Italian Baroque painter. He was born near
Parma, where he was a pupil of Agostino Carracci, and was also much
influenced by the domes by Correggio. He was in Rome in 1612, and about
1616 decorated the ceiling of the Casino Borghese in a manner derived
entirely from the Farnese Gallery. He developed Correggio’s sotto in sù
type of illusionism to an extravagant point, and painted several domes
and apses in Roman and Neapolitan churches in this manner. To him
Domenichino lost part of the commission for the decoration of S. Andrea
della Valle in Rome, a slight he resented so bitterly that – so the
story goes – he weakened part of the scaffolding, hoping that Lanfranco
would break his neck. Lanfranco completed the dome with an Assumption,
Correggiesque in inspiration, between 1625-27, and such was its success
that he was then employed at St Peter’s until 1631.
From 1633/34 to 1646 he
was in Naples, and in 1641-43 painted the dome of the S. Gennaro chapel
in the Cathedral, which by its more up-to-date illusionism and greater
showiness appealed far more to local tastes than Domenichino’s works
there.

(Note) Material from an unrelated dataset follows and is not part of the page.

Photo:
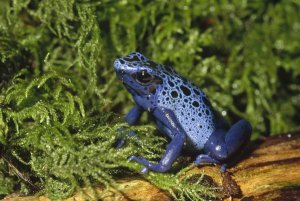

His dome is based on Correggio’s type of illusionism and replaces
one actually begun by Domenichino. He died in Rome, where his last work
was the apse of S. Carlo ai Catinari. Apart from Rome and Naples, there
are works in Amsterdam Berlin, Dublin, Florence (Pitti), London (Coram
Foundation), Lyons, Madrid (Prado), Marseilles, Oxford (Ashmolean),
Paris (Louvre), Parma, St Petersburg, Versailles and Vienna.